Unlike basic heart rate (H.R.) that counts the number of heartbeats per minute, HRV looks much closer at the specific changes in time between successive heartbeats. Heart Rate Variability (HRV) is an accurate, non-invasive measure of the Autonomic Nervous System (ANS) – which responds to everything your body experiences, including how you exercise, recover, eat, sleep, and perceived stress.
The Sympathetic Nervous System controls your body’s “fight or flight” reactions to internal or external stressors. It stimulates the production of blood glucose (to fuel your muscles), pupil dilation (to see danger better), slows digestion (to focus energy on the present threat), and increases heart rate (to ensure adequate blood circulation to run or fight). By design, the SNS overcomes short-terms stress situations such as running from a bear (literally or figuratively). This acute response can become chronic when stress is non-stop from modern daily life, such as work, family issues, financial concerns, and dietary and physical lifestyle choices. However, this same response also occurs when you work out, are challenged mentally, get into an argument, or find yourself in new activities. Chronically accumulated stress from multiple sources can contribute to drastically reduced health and performance over the long term.
The Parasympathetic Nervous System controls your body’s ability to “rest and digest” and is associated with recovery. Parasympathetic activation is designed to conserve energy, constrict pupils, aid digestion, and slow heart rate. These responses are because the PNS fundamentally drives the anabolic processes involved in recovery and is needed to grow faster, stronger, and healthier.

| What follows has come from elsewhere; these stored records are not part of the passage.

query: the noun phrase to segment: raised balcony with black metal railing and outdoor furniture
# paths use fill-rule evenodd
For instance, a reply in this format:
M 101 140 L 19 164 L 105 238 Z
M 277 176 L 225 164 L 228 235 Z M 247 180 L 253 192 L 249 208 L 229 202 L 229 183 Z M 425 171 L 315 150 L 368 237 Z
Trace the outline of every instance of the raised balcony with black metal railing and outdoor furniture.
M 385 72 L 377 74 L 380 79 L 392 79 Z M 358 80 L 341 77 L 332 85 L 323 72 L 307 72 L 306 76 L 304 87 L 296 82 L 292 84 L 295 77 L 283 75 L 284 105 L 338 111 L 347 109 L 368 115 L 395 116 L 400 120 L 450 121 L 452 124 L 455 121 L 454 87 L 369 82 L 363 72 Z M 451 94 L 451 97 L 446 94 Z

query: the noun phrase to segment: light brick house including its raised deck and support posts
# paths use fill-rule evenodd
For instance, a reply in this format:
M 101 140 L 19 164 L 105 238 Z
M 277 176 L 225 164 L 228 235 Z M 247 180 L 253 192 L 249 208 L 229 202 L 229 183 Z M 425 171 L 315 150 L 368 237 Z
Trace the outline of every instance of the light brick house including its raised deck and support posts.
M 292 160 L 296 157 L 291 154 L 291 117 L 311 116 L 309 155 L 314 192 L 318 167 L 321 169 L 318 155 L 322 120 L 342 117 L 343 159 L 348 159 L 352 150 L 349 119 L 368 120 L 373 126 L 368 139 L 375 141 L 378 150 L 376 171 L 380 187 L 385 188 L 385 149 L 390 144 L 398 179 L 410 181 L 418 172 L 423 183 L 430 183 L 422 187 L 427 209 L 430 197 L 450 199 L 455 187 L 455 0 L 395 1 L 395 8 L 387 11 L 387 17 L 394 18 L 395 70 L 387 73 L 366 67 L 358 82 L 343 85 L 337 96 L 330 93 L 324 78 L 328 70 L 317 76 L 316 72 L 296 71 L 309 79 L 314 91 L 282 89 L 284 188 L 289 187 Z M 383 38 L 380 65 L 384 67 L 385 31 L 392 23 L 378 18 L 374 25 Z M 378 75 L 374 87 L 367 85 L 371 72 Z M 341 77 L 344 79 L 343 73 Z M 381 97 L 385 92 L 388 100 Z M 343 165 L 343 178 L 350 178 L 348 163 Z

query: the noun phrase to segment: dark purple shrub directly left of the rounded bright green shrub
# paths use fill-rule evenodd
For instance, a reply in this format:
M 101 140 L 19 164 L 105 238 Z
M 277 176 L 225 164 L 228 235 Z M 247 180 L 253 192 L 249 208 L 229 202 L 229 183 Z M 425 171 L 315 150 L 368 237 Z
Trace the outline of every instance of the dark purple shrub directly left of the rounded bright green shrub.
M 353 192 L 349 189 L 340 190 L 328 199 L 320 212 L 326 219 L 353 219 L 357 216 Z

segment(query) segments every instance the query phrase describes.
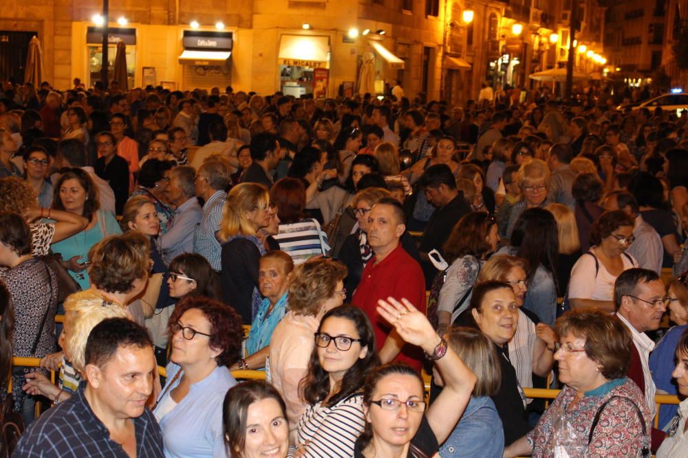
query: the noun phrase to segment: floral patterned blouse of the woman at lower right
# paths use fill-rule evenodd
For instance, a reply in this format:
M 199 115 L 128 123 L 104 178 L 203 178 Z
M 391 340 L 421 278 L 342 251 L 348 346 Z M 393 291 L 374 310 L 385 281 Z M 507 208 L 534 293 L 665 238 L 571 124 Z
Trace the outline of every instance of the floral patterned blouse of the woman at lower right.
M 528 442 L 533 445 L 534 458 L 555 456 L 553 425 L 562 411 L 566 411 L 566 420 L 581 437 L 583 444 L 587 443 L 597 410 L 612 396 L 628 399 L 616 398 L 607 404 L 600 415 L 592 441 L 585 451 L 585 457 L 636 456 L 637 451 L 643 447 L 643 426 L 638 412 L 630 401 L 641 409 L 648 434 L 649 428 L 652 427 L 652 417 L 645 406 L 643 393 L 633 380 L 625 377 L 610 380 L 599 388 L 585 392 L 583 399 L 569 409 L 575 396 L 576 390 L 568 386 L 564 387 L 550 408 L 542 415 L 535 429 L 526 435 Z

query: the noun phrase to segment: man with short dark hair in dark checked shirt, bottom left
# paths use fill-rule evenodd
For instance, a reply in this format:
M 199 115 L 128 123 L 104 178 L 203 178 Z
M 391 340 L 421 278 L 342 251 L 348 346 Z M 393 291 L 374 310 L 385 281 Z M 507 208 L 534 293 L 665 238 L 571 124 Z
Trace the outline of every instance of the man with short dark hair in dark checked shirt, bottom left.
M 148 331 L 125 318 L 101 321 L 85 363 L 88 383 L 33 422 L 12 456 L 164 457 L 160 426 L 146 407 L 157 370 Z

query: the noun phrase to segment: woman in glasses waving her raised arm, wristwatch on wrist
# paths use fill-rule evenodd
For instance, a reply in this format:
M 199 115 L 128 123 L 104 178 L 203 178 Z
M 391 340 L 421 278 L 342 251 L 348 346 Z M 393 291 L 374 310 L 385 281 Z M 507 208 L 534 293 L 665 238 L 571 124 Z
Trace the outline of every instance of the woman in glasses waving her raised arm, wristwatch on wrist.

It is essential to understand that the SNS and PSNS control the same organs but with opposite effects. Both systems are always at work, and both are needed to maintain homeostasis (balance or equilibrium) in your body. With every heartbeat, your nervous system sends the body a message to either “slow down or speed up” based on feedback from your senses, emotions, and thoughts. There is a balanced push and pull between the Sympathetic and Parasympathetic branches in a healthy nervous system. Heart Rate Variability is an accurate, non-invasive measure of the ANS and the balance between the SNS and PSNS branches. When HRV increases, it is a sign that the body is in a recovery state. On the other hand, when HRV decreases, it tells us the body is in an overall catabolic state, and recovery is dramatically slowed down.
The ability to shift your body into a recovery mode is the real difference between getting the most results from your fitness activities or getting burned out.
It is important to note that it is possible to accurately track HRV with various biofeedback devices and apps to make better health, fitness, and recovery decisions to achieve your fitness goals.